Streaming appears to be the fastest Python solution, without any magic under the hood. However, it requires care when implementing the reducer, and also when working with more complex objects.

All the Python frameworks look like pseudocode, which is a huge plus.

mrjob seems highly active, easy-to-use, and mature. It makes multistep MapReduce flows easy, and can easily work with complex objects. It also works seamlessly with EMR. But it appears to perform the slowest.

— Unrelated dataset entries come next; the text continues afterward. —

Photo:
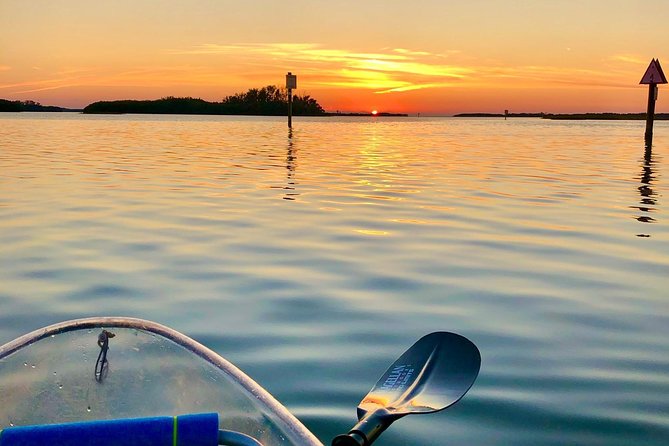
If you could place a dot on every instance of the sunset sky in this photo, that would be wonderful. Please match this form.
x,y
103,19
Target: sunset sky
x,y
429,56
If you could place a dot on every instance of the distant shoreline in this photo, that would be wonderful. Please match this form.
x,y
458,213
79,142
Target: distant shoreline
x,y
609,116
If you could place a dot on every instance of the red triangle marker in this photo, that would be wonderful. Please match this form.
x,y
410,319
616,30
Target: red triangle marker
x,y
654,74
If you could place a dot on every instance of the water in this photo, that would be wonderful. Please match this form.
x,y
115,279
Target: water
x,y
312,262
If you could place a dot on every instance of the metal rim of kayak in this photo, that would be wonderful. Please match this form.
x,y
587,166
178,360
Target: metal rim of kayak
x,y
180,339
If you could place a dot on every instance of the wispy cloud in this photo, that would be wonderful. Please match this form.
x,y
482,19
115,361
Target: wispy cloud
x,y
627,58
385,71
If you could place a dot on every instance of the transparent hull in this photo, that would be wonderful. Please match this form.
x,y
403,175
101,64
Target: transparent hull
x,y
49,376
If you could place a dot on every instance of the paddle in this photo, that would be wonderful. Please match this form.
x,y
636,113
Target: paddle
x,y
430,376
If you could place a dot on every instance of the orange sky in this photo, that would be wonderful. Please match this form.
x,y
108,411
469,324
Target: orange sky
x,y
430,56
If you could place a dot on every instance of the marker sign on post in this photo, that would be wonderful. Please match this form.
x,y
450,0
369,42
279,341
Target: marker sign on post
x,y
291,83
653,76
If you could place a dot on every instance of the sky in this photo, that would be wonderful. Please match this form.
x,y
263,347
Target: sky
x,y
421,56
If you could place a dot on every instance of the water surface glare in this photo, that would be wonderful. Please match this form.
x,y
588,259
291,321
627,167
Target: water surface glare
x,y
313,260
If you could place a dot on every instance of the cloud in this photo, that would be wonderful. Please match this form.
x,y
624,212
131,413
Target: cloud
x,y
627,58
385,71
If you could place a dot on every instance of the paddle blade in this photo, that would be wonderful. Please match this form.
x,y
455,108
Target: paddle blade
x,y
431,375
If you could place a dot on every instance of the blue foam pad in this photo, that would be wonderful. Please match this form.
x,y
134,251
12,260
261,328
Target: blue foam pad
x,y
190,430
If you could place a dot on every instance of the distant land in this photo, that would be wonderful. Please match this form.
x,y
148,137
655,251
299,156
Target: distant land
x,y
569,116
266,101
499,115
21,106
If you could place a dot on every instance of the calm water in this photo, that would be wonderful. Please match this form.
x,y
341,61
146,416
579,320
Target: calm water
x,y
312,262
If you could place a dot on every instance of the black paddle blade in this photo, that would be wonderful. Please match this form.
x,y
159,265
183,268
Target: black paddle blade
x,y
430,376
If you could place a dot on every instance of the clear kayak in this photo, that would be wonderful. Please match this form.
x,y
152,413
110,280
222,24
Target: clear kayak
x,y
123,368
116,381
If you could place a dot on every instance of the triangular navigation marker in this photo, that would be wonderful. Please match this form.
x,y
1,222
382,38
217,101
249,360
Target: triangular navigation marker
x,y
654,74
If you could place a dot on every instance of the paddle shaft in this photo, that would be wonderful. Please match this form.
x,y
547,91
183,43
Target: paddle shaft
x,y
367,430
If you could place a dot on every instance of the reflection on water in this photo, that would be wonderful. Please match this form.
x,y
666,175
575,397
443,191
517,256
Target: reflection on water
x,y
291,162
648,204
516,234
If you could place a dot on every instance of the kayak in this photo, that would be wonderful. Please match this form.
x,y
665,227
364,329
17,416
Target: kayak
x,y
113,380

The other Python frameworks appear to be somewhat less popular. Their main advantage appears to be built-in support for binary formats, but this is probably something that can be implemented by the user, if it matters.

So for the time being:

Prefer Hadoop Streaming if possible. It’s easy enough, as long as care is taken with the reducer.
Prefer mrjob to rapidly get on Amazon EMR, at the cost of significant computational overhead.
Prefer dumbo for more complex jobs that may include complex keys and multistep MapReduce workflows; it’s slower than Streaming but faster than mrjob.

If you have your own observations based on practice, or for that matter any errors to point out, please do so in comments.